# Taipei Restaurant Distribution
We would also consider the competitor or other restaurant in each area. The data that we would use is:

- **Use the travel network data from [gov site](https://data.gov.tw/) as sample**. The data contains 308 restaurant which we would use to simulate the real / population data.

From the data, we would try to predict the real / population data, which we will do:
- **Simulate based on all number of Restaurant in Taipei**. The detail of the data and statistical formula would is explained after this.
- **Aggregate the data per village level**. We would have the number of restaurant per area in the end

In [None]:
# initial setup, import packages, path, and config
import json
import os

import geopandas as gpd
import numpy as np
import pandas as pd
import plotly.express as px
import plotly.graph_objects as go
import plotly.io as pio
from shapely.geometry import MultiPoint
pd.options.mode.chained_assignment = None  # not show dataframe copy slice warning
pio.renderers.default = 'png'

from lib import shared_lib
from shared_lib import data_processor
from data_processor.lib.geocoding import GeoCoder
from data_processor.lib.geolib_helper import get_shp_filepath, load_normalize_gov_shp_data

from lib.plotly_helper import add_chart_title, add_chart_annotation
from lib.display_helper import display_df

# setup path
ANALYSIS_NAME = 'taipei_restaurant_distribution'

CURRENT_DIR = os.path.dirname(os.path.abspath('__file__'))
BASE_DIR = os.path.dirname(CURRENT_DIR)
ANALYSIS_DIR = os.path.join(BASE_DIR, 'analysis', ANALYSIS_NAME)

# setup plotly default config
plotly_default_config_chart = dict(
    displayModeBar=True,
    responsive=False,
    modeBarButtonsToRemove=['zoomIn2d', 'zoomOut2d', 'select2d', 'lasso2d', 'toggleSpikelines'],
    displaylogo=False
)

plotly_default_config_geo = dict(
    displayModeBar=True,
    responsive=False,
    scrollZoom=False,
    modeBarButtonsToRemove=['select2d', 'lasso2d'])

## Simulate real / population restaurant data in Taipei
We would build assumption and data based on:

- **Real / population restaurant number.** From the data, we would know how much we should simulate the sample data.
- **Sampling simulation formula.** We would make some probability formula that would fit our use case.

Therefore what we would do would be:

- **Get the sample-to-population ratio.**
- **Set some probability simulation formula**.
- **Simulate real / population data**


In [None]:
# setup data
# - area dimension table
area_dimension_table = pd.read_csv('../data/normalized-data_warehouse/area_dimension_table.csv')
area_dimension_table = area_dimension_table.astype({'village_code':str})
area_dimension_table.set_index('village_code', inplace=True)

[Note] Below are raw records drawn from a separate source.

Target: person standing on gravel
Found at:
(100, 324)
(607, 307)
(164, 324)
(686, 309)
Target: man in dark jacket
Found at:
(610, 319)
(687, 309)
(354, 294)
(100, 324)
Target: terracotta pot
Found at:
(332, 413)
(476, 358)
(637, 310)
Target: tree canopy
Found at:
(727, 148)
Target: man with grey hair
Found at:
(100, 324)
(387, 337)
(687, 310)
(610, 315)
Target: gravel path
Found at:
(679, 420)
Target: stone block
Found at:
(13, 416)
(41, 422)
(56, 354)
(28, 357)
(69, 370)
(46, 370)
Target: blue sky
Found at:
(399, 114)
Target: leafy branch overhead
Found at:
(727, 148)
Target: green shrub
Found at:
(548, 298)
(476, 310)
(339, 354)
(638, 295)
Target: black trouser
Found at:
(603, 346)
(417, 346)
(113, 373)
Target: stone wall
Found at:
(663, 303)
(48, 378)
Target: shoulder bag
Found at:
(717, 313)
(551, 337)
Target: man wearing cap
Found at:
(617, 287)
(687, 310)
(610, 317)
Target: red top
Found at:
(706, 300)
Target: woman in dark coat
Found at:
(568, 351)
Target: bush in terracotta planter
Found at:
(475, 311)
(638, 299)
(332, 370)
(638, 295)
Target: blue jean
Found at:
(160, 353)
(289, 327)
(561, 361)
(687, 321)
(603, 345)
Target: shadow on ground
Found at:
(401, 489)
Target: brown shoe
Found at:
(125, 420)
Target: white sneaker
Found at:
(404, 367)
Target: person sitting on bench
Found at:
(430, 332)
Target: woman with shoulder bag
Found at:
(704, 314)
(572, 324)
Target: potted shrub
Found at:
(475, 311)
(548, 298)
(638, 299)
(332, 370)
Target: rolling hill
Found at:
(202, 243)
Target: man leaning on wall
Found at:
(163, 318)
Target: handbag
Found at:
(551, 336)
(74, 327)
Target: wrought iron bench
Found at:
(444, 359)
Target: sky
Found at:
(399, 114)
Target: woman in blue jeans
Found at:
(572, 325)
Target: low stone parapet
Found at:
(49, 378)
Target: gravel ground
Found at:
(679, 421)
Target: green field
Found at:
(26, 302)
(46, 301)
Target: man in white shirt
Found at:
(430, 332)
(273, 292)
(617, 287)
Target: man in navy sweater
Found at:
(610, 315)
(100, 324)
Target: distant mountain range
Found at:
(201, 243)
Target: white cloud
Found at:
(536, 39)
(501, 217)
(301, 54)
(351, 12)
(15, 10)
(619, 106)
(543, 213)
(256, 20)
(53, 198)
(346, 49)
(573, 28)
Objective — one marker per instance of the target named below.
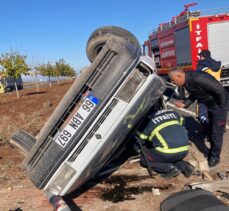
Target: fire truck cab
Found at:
(178, 42)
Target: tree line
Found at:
(13, 64)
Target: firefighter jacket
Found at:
(205, 89)
(163, 131)
(210, 66)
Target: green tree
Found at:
(63, 69)
(14, 64)
(46, 70)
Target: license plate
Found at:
(77, 120)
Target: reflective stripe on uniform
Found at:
(141, 135)
(162, 141)
(158, 128)
(181, 120)
(175, 150)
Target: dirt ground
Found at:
(128, 189)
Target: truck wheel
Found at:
(100, 36)
(23, 141)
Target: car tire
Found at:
(100, 36)
(23, 141)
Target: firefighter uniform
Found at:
(165, 141)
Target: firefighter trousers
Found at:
(162, 162)
(217, 121)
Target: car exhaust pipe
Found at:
(58, 203)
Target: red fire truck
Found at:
(178, 42)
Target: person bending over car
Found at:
(205, 89)
(165, 143)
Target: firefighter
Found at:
(205, 89)
(165, 143)
(213, 67)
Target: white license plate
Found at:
(77, 120)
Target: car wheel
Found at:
(23, 141)
(100, 36)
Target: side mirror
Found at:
(173, 91)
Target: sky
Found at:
(48, 30)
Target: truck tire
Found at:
(23, 141)
(100, 36)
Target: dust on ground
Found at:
(128, 189)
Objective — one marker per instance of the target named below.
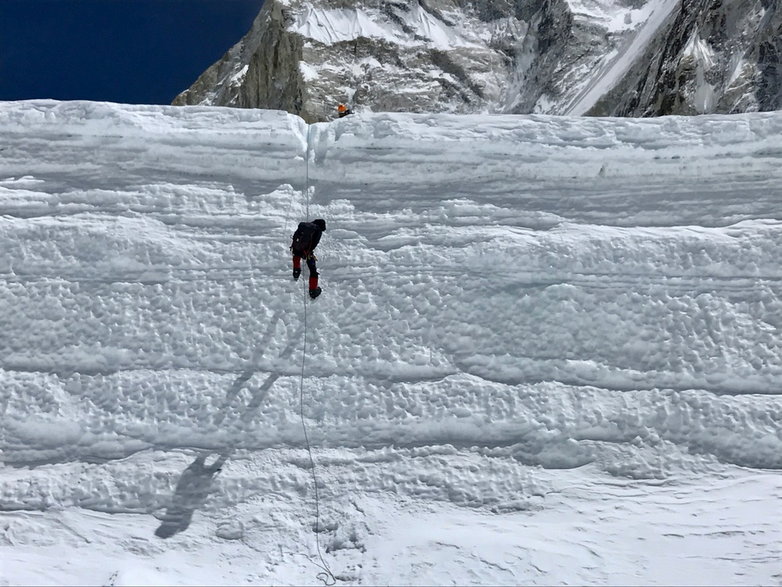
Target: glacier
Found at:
(548, 349)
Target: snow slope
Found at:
(548, 349)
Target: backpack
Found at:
(301, 244)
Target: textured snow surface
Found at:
(548, 350)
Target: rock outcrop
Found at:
(599, 57)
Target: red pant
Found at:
(310, 258)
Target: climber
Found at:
(303, 243)
(343, 110)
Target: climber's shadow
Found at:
(190, 494)
(195, 484)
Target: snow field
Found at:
(530, 327)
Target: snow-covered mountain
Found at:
(548, 350)
(617, 57)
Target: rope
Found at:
(325, 575)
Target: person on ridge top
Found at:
(343, 110)
(303, 243)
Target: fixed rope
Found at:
(325, 575)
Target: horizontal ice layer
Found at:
(513, 307)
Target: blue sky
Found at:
(133, 51)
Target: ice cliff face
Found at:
(617, 57)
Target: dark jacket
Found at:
(311, 232)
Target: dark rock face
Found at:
(715, 56)
(596, 57)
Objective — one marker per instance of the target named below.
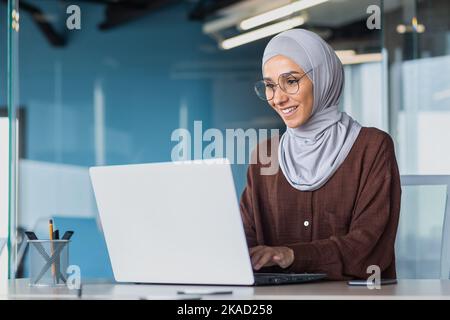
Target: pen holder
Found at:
(49, 260)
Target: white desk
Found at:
(405, 289)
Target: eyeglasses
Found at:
(288, 82)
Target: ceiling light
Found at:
(261, 33)
(278, 13)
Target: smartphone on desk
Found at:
(366, 282)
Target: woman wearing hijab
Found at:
(334, 206)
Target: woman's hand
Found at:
(264, 256)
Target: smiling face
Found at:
(295, 109)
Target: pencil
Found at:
(50, 230)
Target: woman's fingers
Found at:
(256, 256)
(263, 260)
(256, 249)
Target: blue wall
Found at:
(146, 70)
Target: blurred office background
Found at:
(115, 90)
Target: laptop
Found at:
(177, 223)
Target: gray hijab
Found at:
(311, 153)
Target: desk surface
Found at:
(405, 289)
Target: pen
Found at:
(50, 230)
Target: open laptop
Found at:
(177, 223)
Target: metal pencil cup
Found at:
(49, 260)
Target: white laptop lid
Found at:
(172, 223)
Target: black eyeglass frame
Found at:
(278, 85)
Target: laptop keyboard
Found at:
(286, 278)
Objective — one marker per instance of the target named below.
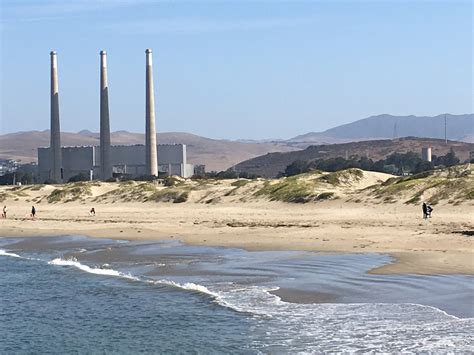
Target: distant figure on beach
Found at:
(429, 209)
(424, 207)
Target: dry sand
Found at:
(434, 246)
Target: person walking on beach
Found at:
(429, 209)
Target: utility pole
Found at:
(445, 131)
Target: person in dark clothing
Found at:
(425, 210)
(429, 209)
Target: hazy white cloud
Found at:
(27, 9)
(193, 25)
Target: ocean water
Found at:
(80, 295)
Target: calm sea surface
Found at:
(80, 295)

# - taipei area data, village detail
village_shp_path = get_shp_filepath(os.path.join(BASE_DIR, 'data', 'taiwan_twd97_map_data_village'))
village_gpd = load_normalize_gov_shp_data(village_shp_path)

taipei_village_gpd = village_gpd[village_gpd['county_chinese_name'] == '臺北市']
taipei_village_gpd.set_index('village_code', drop=False, inplace=True)

taipei_village_gpd = pd.merge(
    taipei_village_gpd, area_dimension_table[['township_english_name']],
    left_index=True, right_index=True
)

# - restaurant sample data
taipei_network_restaurant_data = pd.read_csv('../data/taipei_travel_network/structured/taipei_travel_network.csv')

### Used initial data
The real data contains more information, but for this analysis we heuristically would use restaurant coordinate data

In [None]:
display_df(taipei_network_restaurant_data[['name', 'longitude', 'latitude']])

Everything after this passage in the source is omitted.